Me queda el eco de su voz cantándome ‘Chiquitina’, las llamadas de teléfono en clave de los últimos tiempos dónde no imaginaba lo que la estaban haciendo hasta que mi padre la rescató, los recuerdos de las mañanas más bonitas en el pueblo casi sin construcciones aún, con el sol subiendo poco a poco al cielo por detrás de la única casa en los campos mientras ella tomaba café enfrente de mi abuelo y yo desayunaba las tostas con manteca, la casa de muñecas que fuimos a comprar a Valero contando las pesetas de todos sus ahorros de entonces, las lilas y las flores que cortaba del jardín en el mes de mayo para llevar a la Virgen del colegio. Me quedó un ajuar tan femenino, cargado de toallas con ribetes, baterías y tarros de cocina, sábanas, pijamas, camisones… Tenía más fe en que encontrase y viviese el amor que a ella se le había negado, que la que yo tengo.

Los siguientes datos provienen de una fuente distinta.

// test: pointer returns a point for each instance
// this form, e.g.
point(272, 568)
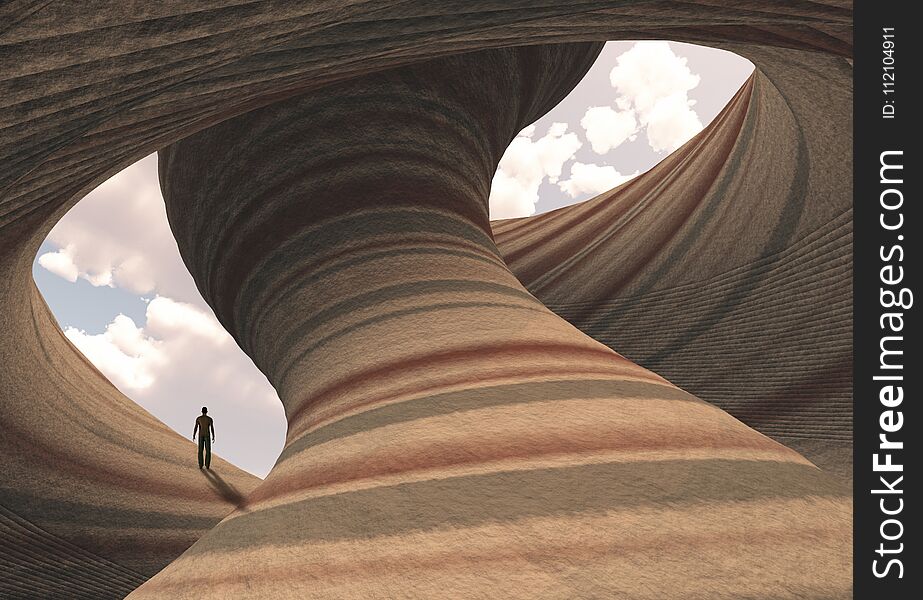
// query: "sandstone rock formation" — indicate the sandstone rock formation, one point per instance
point(448, 434)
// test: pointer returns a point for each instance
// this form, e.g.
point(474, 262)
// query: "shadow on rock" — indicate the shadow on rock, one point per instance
point(227, 491)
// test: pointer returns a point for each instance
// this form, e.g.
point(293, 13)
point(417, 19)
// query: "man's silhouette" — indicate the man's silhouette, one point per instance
point(204, 425)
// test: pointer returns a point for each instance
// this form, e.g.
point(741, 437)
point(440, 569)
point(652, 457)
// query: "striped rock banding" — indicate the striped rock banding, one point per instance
point(445, 428)
point(98, 500)
point(732, 281)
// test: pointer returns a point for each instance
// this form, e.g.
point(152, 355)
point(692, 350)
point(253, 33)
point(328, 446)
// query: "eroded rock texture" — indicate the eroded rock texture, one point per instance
point(727, 268)
point(449, 435)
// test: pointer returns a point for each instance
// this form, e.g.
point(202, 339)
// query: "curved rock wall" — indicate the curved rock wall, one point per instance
point(728, 267)
point(97, 496)
point(447, 433)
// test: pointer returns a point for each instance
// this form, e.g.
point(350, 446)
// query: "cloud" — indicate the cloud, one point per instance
point(61, 263)
point(123, 353)
point(525, 165)
point(592, 179)
point(607, 129)
point(671, 122)
point(118, 236)
point(180, 359)
point(653, 85)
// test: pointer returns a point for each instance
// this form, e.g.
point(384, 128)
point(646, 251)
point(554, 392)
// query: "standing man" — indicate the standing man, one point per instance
point(204, 426)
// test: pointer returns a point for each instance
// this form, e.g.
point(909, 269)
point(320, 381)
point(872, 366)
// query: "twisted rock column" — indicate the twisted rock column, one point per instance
point(448, 435)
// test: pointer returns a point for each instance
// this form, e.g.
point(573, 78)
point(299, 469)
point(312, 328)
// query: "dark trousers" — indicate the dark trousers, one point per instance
point(205, 444)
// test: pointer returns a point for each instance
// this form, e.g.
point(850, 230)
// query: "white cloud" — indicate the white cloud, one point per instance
point(182, 358)
point(523, 167)
point(61, 263)
point(592, 179)
point(671, 123)
point(123, 353)
point(653, 85)
point(607, 129)
point(118, 236)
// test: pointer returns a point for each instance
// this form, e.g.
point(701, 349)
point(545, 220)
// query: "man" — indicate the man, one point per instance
point(204, 425)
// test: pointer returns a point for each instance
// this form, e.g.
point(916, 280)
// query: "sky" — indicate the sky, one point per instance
point(112, 275)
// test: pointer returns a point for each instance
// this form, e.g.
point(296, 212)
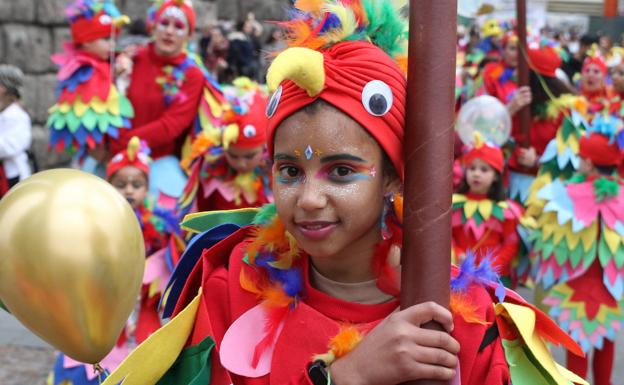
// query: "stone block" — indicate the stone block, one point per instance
point(28, 47)
point(60, 35)
point(39, 96)
point(46, 159)
point(51, 11)
point(18, 10)
point(24, 10)
point(206, 14)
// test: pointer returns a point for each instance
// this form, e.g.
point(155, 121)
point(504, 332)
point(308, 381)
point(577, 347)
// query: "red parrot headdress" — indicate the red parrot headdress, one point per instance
point(351, 54)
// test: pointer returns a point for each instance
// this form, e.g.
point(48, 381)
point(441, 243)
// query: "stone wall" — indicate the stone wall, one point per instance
point(30, 31)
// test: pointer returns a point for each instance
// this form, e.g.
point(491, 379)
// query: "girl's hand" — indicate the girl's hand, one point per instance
point(521, 98)
point(399, 350)
point(527, 157)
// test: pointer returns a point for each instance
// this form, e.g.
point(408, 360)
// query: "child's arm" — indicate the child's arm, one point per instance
point(399, 350)
point(176, 118)
point(16, 137)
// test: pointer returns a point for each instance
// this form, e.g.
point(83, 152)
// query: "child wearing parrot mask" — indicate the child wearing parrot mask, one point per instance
point(89, 107)
point(491, 229)
point(306, 292)
point(128, 172)
point(227, 167)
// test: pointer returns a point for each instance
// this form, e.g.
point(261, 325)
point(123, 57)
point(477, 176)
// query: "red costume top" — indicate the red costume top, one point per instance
point(164, 112)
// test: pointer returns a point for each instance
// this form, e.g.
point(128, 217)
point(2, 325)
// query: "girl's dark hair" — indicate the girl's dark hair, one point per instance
point(539, 94)
point(496, 192)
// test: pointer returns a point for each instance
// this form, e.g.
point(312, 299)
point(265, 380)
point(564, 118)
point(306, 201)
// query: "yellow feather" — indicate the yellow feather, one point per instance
point(133, 147)
point(230, 135)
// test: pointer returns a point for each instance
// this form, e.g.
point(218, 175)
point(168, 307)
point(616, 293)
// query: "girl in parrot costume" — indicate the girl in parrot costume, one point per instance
point(89, 107)
point(484, 221)
point(227, 167)
point(578, 252)
point(306, 291)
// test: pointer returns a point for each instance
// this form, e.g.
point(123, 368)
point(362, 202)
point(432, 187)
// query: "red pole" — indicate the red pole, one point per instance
point(523, 69)
point(425, 273)
point(610, 8)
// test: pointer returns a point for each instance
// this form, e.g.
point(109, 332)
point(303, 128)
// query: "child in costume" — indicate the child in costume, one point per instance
point(549, 104)
point(128, 172)
point(578, 246)
point(311, 276)
point(484, 221)
point(89, 107)
point(174, 97)
point(228, 168)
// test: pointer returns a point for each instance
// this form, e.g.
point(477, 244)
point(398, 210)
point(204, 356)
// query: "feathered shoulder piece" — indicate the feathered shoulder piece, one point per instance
point(319, 24)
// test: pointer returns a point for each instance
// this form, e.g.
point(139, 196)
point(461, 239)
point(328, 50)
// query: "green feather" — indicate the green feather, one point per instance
point(89, 119)
point(72, 122)
point(265, 215)
point(386, 28)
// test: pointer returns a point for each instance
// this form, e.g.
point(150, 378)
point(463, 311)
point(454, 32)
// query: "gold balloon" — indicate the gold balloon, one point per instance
point(71, 260)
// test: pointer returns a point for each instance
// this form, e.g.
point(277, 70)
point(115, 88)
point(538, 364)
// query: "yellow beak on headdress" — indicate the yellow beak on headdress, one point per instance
point(304, 66)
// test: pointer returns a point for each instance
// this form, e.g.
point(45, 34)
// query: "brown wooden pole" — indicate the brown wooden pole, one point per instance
point(425, 273)
point(523, 70)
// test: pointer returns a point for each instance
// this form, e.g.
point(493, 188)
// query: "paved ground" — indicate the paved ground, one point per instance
point(26, 360)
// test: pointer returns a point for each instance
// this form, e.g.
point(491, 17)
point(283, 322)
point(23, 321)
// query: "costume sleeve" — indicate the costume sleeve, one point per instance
point(176, 118)
point(16, 136)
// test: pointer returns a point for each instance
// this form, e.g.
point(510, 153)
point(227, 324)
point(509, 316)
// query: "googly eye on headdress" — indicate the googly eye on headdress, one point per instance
point(249, 131)
point(274, 102)
point(377, 98)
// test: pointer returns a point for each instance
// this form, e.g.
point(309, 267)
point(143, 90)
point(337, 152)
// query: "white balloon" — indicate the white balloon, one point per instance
point(486, 115)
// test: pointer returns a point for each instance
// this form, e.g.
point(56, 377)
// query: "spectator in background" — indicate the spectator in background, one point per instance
point(215, 52)
point(273, 45)
point(242, 61)
point(15, 129)
point(575, 64)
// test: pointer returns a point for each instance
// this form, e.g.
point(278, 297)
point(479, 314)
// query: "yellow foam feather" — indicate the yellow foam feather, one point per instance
point(305, 67)
point(485, 208)
point(588, 236)
point(524, 320)
point(470, 207)
point(458, 198)
point(151, 360)
point(112, 102)
point(64, 107)
point(612, 238)
point(216, 109)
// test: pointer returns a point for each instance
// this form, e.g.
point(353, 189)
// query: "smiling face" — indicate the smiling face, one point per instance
point(132, 184)
point(328, 183)
point(171, 33)
point(480, 176)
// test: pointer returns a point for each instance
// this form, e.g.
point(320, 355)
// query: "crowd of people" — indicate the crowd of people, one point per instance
point(307, 171)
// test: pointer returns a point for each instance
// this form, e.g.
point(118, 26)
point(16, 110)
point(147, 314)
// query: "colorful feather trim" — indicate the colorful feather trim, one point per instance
point(318, 24)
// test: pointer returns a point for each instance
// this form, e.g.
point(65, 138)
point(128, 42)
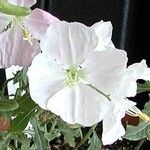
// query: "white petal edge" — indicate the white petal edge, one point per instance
point(69, 43)
point(104, 33)
point(26, 3)
point(45, 78)
point(81, 105)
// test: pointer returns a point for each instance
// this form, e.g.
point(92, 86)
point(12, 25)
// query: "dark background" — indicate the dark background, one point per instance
point(129, 19)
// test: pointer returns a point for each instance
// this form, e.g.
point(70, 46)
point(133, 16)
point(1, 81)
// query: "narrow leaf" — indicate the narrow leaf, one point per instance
point(95, 142)
point(144, 87)
point(8, 105)
point(69, 134)
point(40, 140)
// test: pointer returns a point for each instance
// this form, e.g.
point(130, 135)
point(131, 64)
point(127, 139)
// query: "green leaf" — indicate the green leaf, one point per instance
point(69, 134)
point(40, 140)
point(142, 130)
point(23, 114)
point(144, 87)
point(95, 142)
point(8, 105)
point(52, 134)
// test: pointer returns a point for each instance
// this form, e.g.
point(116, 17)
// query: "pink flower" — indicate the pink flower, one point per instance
point(19, 36)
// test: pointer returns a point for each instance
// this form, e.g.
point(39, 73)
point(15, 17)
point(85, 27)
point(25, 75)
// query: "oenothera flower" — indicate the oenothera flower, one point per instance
point(119, 104)
point(20, 34)
point(62, 78)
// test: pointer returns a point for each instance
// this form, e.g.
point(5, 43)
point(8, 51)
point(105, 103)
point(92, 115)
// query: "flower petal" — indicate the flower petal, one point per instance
point(128, 86)
point(14, 50)
point(103, 69)
point(69, 43)
point(4, 21)
point(140, 70)
point(45, 78)
point(27, 3)
point(104, 33)
point(112, 127)
point(80, 104)
point(38, 21)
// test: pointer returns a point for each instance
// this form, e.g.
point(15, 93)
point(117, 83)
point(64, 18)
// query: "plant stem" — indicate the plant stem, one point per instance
point(97, 90)
point(86, 137)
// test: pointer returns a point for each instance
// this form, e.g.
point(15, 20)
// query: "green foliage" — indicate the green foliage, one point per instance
point(23, 114)
point(40, 141)
point(142, 130)
point(144, 87)
point(95, 142)
point(69, 133)
point(8, 105)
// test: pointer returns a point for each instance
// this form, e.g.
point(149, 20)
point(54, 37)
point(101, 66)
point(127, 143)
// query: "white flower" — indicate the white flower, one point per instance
point(60, 78)
point(19, 35)
point(73, 79)
point(119, 105)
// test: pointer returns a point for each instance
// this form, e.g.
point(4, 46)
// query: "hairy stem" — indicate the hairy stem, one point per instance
point(85, 138)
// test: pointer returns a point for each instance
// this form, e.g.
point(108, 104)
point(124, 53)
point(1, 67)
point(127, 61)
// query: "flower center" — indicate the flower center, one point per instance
point(73, 76)
point(25, 32)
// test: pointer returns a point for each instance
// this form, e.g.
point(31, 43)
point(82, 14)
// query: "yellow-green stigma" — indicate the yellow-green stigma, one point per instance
point(73, 75)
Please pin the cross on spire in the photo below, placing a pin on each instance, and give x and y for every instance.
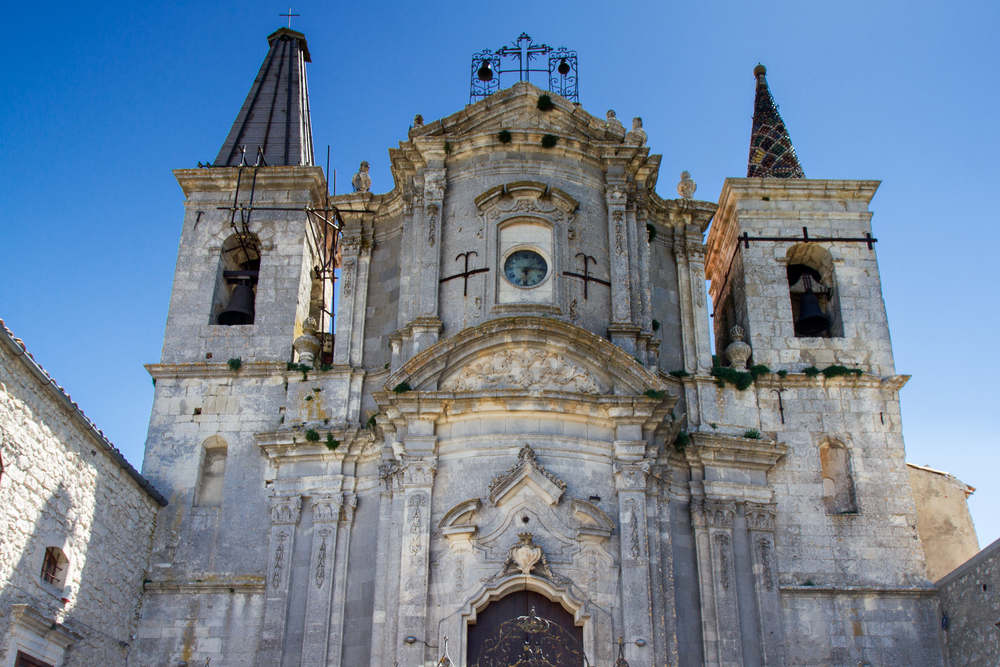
(289, 15)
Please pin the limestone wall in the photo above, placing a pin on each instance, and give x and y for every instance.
(970, 607)
(64, 486)
(943, 519)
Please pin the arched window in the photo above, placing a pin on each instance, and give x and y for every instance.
(838, 484)
(813, 292)
(212, 473)
(54, 566)
(236, 284)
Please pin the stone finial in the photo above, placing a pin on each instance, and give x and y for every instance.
(307, 345)
(687, 186)
(612, 125)
(737, 351)
(362, 182)
(636, 135)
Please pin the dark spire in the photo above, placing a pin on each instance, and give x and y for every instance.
(771, 152)
(275, 115)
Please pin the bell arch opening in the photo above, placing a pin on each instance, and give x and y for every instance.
(812, 289)
(524, 627)
(236, 284)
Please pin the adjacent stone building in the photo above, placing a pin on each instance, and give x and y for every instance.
(77, 524)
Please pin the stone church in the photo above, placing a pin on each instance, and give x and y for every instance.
(509, 442)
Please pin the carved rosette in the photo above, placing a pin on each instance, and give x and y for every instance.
(285, 510)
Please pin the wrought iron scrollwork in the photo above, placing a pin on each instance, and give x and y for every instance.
(520, 56)
(563, 74)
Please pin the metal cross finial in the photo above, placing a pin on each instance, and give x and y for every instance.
(289, 15)
(465, 274)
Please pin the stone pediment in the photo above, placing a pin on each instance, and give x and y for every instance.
(516, 109)
(530, 355)
(526, 472)
(528, 368)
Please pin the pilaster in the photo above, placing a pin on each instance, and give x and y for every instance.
(285, 511)
(326, 512)
(760, 529)
(631, 481)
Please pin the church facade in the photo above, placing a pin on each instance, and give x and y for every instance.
(511, 441)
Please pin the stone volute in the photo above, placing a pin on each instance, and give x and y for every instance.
(738, 352)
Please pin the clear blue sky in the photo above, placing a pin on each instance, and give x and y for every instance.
(102, 100)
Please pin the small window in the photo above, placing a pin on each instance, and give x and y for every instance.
(54, 566)
(838, 485)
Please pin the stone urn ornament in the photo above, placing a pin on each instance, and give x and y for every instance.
(687, 186)
(737, 352)
(525, 554)
(307, 345)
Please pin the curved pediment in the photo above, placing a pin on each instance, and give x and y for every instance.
(527, 354)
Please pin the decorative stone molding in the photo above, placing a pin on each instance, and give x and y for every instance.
(631, 476)
(526, 197)
(285, 509)
(760, 516)
(531, 369)
(326, 509)
(418, 472)
(738, 352)
(720, 513)
(457, 524)
(526, 472)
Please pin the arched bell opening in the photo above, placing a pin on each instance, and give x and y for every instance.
(236, 285)
(812, 290)
(524, 628)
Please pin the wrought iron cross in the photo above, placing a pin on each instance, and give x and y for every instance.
(465, 274)
(585, 276)
(289, 15)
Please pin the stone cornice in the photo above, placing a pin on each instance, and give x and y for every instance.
(733, 451)
(916, 591)
(223, 180)
(211, 584)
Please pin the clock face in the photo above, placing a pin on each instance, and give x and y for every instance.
(525, 268)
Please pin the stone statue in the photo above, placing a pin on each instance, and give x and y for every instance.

Ojalá pudiese llamarla por debajo de la puerta, como cada mañana en los recreos del colegio situado justo al otro lado de su casa: “¡Mariiiii! ¡Mariiii!” y que ella, más pendiente de la hora y de mí incluso que yo misma, cruzase la calle con las galletas para pasármelas de contrabando y ser una y otra vez mi hada madrina.

 

Cuando me subo a un escenario, cuando estoy en el camerino vistiéndome o entre cajas, justo justito antes de salir o antes de actuar donde quiera que el arte me lleve, siempre pienso en ella. Lo conseguimos, madrina, lo conseguimos. Lo soñábamos, pero no lo imaginábamos. Y hoy es. Y sigo mirando al mundo con tu preciosa ingenuidad, con la misma que nos quedábamos hasta las tantas, cuando todos se acostaban, viendo películas de musicales y de grandes divas de Hollywood en la galería iluminada únicamente por la televisión en blanco y negro como una fábula que sólo se vive en el celuloide, casi a modo de Cenicientas, como en esa misma serie. Lo soñábamos. Y espero, ser como tú, no perderla nunca. Gracias.